Argentine bonds are posting the worst rout in emerging markets on concern the government is absent as foreign reserves sink, inflation soars and the peso depreciates.
The nation’s debt has lost 7.5 percent since Dec. 19, the last day that President Cristina Fernandez de Kirchner appeared in public after she had an operation to remove a blood clot near her brain in October. Developing-nation bonds have gained an average of 0.9 percent in the same period.
During Fernandez’s absence, Argentina’s foreign reserves have tumbled to a seven-year low, the black market peso has lost 17 percent against the dollar and inflation has quickened to 28 percent, the fastest in at least two years. Her disappearance from public view is fueling speculation that the government has no plan to confront a looming balance-of-payments crisis, according to Guillermo Calvo, an economist at Columbia University in New York.

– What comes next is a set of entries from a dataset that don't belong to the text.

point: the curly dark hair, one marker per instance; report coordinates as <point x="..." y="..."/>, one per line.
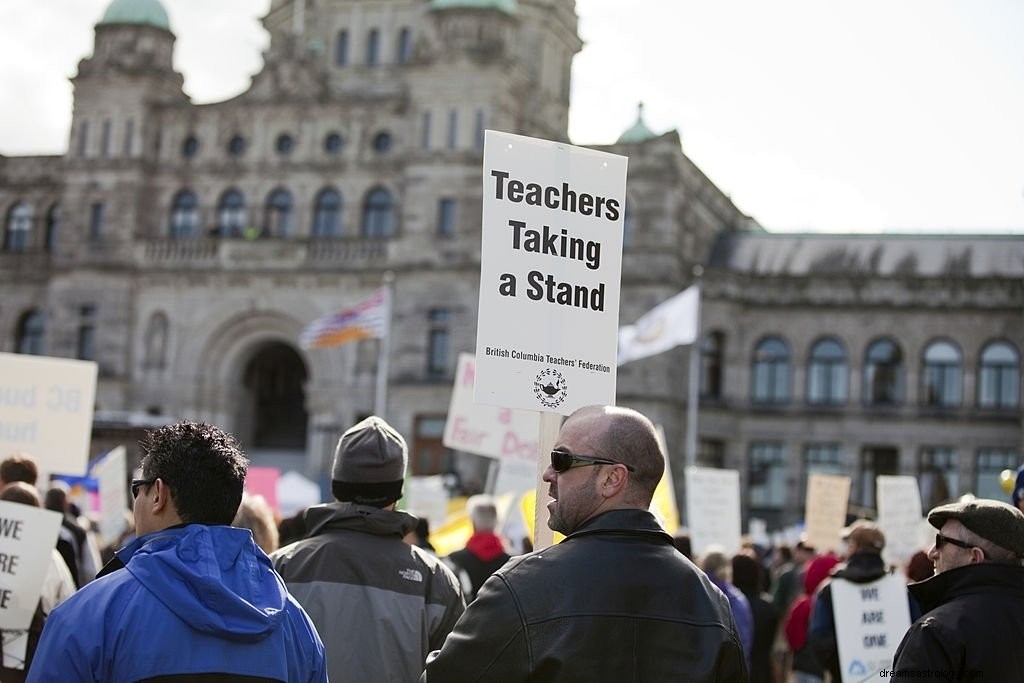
<point x="203" y="466"/>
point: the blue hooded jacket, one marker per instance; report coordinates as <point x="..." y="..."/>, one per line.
<point x="190" y="601"/>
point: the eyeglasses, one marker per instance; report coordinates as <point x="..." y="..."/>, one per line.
<point x="138" y="483"/>
<point x="943" y="540"/>
<point x="562" y="462"/>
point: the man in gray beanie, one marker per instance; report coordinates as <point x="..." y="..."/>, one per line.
<point x="379" y="604"/>
<point x="974" y="605"/>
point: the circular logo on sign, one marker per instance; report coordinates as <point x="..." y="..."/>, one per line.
<point x="550" y="388"/>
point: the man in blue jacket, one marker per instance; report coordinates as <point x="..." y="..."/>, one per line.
<point x="194" y="599"/>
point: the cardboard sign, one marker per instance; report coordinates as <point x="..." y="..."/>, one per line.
<point x="827" y="499"/>
<point x="870" y="622"/>
<point x="28" y="536"/>
<point x="550" y="271"/>
<point x="487" y="430"/>
<point x="713" y="509"/>
<point x="46" y="410"/>
<point x="899" y="517"/>
<point x="111" y="471"/>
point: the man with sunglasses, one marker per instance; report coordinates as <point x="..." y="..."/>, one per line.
<point x="195" y="599"/>
<point x="974" y="605"/>
<point x="614" y="600"/>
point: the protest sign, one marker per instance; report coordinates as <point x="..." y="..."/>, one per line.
<point x="550" y="270"/>
<point x="870" y="622"/>
<point x="827" y="499"/>
<point x="28" y="536"/>
<point x="713" y="509"/>
<point x="46" y="410"/>
<point x="487" y="430"/>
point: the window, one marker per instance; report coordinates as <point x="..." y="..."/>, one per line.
<point x="478" y="128"/>
<point x="86" y="347"/>
<point x="989" y="464"/>
<point x="711" y="454"/>
<point x="875" y="461"/>
<point x="231" y="214"/>
<point x="52" y="228"/>
<point x="333" y="143"/>
<point x="941" y="375"/>
<point x="184" y="214"/>
<point x="771" y="372"/>
<point x="341" y="48"/>
<point x="378" y="214"/>
<point x="767" y="475"/>
<point x="96" y="221"/>
<point x="826" y="376"/>
<point x="189" y="146"/>
<point x="156" y="341"/>
<point x="404" y="52"/>
<point x="999" y="376"/>
<point x="31" y="333"/>
<point x="327" y="213"/>
<point x="883" y="373"/>
<point x="437" y="343"/>
<point x="821" y="459"/>
<point x="104" y="139"/>
<point x="373" y="47"/>
<point x="938" y="478"/>
<point x="278" y="215"/>
<point x="382" y="141"/>
<point x="237" y="145"/>
<point x="453" y="136"/>
<point x="712" y="345"/>
<point x="425" y="140"/>
<point x="83" y="138"/>
<point x="15" y="238"/>
<point x="285" y="144"/>
<point x="445" y="217"/>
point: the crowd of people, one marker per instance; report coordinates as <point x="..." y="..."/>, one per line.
<point x="210" y="585"/>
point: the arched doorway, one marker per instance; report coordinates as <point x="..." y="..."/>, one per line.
<point x="273" y="380"/>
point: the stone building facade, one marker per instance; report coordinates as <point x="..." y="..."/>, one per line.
<point x="185" y="247"/>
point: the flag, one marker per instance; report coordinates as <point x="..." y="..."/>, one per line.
<point x="367" y="319"/>
<point x="670" y="324"/>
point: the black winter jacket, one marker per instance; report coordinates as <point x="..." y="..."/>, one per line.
<point x="972" y="629"/>
<point x="614" y="601"/>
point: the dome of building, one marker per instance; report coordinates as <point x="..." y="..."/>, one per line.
<point x="147" y="12"/>
<point x="507" y="6"/>
<point x="639" y="131"/>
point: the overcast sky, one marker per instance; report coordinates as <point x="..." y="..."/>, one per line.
<point x="877" y="115"/>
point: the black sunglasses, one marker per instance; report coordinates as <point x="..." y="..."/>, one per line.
<point x="943" y="540"/>
<point x="138" y="483"/>
<point x="562" y="462"/>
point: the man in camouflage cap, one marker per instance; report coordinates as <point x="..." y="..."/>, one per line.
<point x="974" y="605"/>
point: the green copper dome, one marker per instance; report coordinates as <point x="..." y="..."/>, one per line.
<point x="507" y="6"/>
<point x="639" y="131"/>
<point x="148" y="12"/>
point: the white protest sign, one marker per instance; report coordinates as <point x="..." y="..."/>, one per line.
<point x="46" y="410"/>
<point x="713" y="509"/>
<point x="28" y="536"/>
<point x="426" y="497"/>
<point x="870" y="622"/>
<point x="550" y="270"/>
<point x="827" y="499"/>
<point x="899" y="516"/>
<point x="487" y="430"/>
<point x="111" y="470"/>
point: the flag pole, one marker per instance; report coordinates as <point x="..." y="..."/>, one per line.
<point x="693" y="388"/>
<point x="384" y="351"/>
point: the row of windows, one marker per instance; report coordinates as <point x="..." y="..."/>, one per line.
<point x="937" y="472"/>
<point x="998" y="373"/>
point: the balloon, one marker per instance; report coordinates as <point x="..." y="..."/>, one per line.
<point x="1007" y="479"/>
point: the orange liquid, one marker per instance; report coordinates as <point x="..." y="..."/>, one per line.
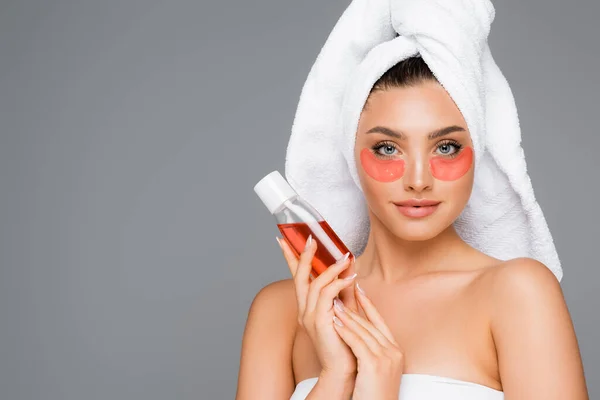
<point x="296" y="235"/>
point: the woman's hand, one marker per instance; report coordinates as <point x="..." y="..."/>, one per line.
<point x="315" y="310"/>
<point x="379" y="357"/>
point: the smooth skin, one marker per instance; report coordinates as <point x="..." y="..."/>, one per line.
<point x="450" y="309"/>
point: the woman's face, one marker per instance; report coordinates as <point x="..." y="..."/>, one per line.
<point x="413" y="143"/>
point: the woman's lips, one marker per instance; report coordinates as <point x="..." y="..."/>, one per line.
<point x="417" y="212"/>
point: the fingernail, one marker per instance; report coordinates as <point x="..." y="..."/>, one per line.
<point x="360" y="289"/>
<point x="337" y="303"/>
<point x="308" y="242"/>
<point x="343" y="259"/>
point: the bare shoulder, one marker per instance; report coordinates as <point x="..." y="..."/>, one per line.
<point x="533" y="332"/>
<point x="276" y="299"/>
<point x="521" y="278"/>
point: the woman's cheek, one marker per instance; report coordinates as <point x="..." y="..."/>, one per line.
<point x="381" y="170"/>
<point x="450" y="169"/>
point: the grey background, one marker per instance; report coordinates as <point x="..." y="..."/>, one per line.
<point x="132" y="133"/>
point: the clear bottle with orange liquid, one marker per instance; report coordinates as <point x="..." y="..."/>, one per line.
<point x="296" y="219"/>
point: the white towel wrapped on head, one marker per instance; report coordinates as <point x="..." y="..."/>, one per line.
<point x="502" y="217"/>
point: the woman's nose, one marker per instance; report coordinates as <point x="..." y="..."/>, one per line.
<point x="417" y="176"/>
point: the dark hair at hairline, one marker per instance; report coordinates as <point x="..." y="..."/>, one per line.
<point x="408" y="72"/>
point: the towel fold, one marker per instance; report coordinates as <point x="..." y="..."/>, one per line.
<point x="502" y="217"/>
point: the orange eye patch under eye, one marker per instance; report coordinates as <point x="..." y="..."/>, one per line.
<point x="442" y="168"/>
<point x="381" y="170"/>
<point x="450" y="169"/>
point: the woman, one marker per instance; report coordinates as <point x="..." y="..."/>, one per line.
<point x="437" y="317"/>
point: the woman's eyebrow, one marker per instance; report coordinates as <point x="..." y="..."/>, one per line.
<point x="401" y="136"/>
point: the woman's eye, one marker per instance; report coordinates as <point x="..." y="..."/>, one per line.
<point x="387" y="150"/>
<point x="445" y="148"/>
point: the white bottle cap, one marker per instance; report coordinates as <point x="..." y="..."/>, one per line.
<point x="274" y="190"/>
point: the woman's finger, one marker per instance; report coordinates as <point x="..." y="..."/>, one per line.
<point x="372" y="314"/>
<point x="331" y="292"/>
<point x="364" y="323"/>
<point x="358" y="329"/>
<point x="324" y="279"/>
<point x="356" y="344"/>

“People have to guess what she’s thinking,” Calvo, who was chief economist at the Inter-American Bank for five years until 2006, said in a telephone interview. “There’s confusion and that doesn’t help investor confidence at all.”
Presidential spokesman Alfredo Scoccimarro didn’t return a phone call seeking comment. In Fernandez’s absence, Cabinet Chief Jorge Capitanich has held daily press conferences in which he’s said Argentina will shore up reserves this year.
Capitanich said today that Fernandez is still in charge of the government and rejected any speculation arising from her absence.
“I can assure you that the president is carrying out her duties every day wherever she finds herself,” Capitanich said during a press conference in Buenos Aires. “She’s doing it with the same spirit, creativity, enthusiasm and passion as always.”
Reserves have been tumbling an average of $1.3 billion per month in the past year, falling below $29.7 billion yesterday for the first time since 2006. Fernandez uses the funds to pay foreign creditors and finance spending. The government said in September it will tap a record $9.86 billion of reserves to make foreign debt payments in 2014.
As the peso falls in the illegal street market to 11.65 pesos per dollar, the government has allowed the official exchange rate to depreciate to 6.825 pesos per dollar yesterday in a bid to make exports more competitive and close a record gap of 70 percent between the two rates.
Fernandez’s government also faces mounting pressure from unions to raise public-sector wages as inflation quickened to 28.4 percent in December, according to estimates by private economists published by opposition lawmakers. The government said consumer prices rose 10.9 percent in the same period.
“It doesn’t inspire confidence that the executive recognizes these problems nor that they have a strategy to deal with them,” Siobhan Morden, the head of Latin American fixed-income strategy at Jefferies, said in a telephone interview from New York. “If you’re going to take tough decisions, you need somebody in charge.”
Sebastian Vargas, a New York-based economist at Barclays Plc, said Fernandez is still in charge and that she has reduced her public exposure as her government implements policies of negotiating with holdout creditors that she has previously opposed.
Argentina formally presented an offer to settle about $10 billion it owes to the Paris Club of creditors, 13 years after the country’s record $95 billion debt default, the spokeswoman for the group of creditors said. Paris Club members on Jan. 22 will discuss the offer delivered yesterday by Argentine Economy Minister Axel Kicillof to Paris Club Chairman Ramon Fernandez, said Clotilde L’Angevin, the club spokeswoman.
The government has also said it would comply with International Monetary Fund demands by publishing a new inflation index after being the first country to be censured by the Washington-based lender for misreporting economic data.
“She has always shown herself to be inflexible and that’s why, while she’s ordering her ministers to resolve these issues, she’s maintaining a low profile,” Vargas said in a telephone interview.
The cost of protecting Argentine debt against non-payment for five years with credit-default swaps has risen 4.23 percentage points, the most in the world, since Dec. 19, to 20.96 percentage points, according to data compiled by CMA in New York.
“The market is worried that Argentina could enter a period of ungovernability,” Jorge Piedrahita, the chief executive officer at Torino Capital LLC, said in a telephone interview from New York. “Fernandez could find herself in a situation where she can’t do anything.”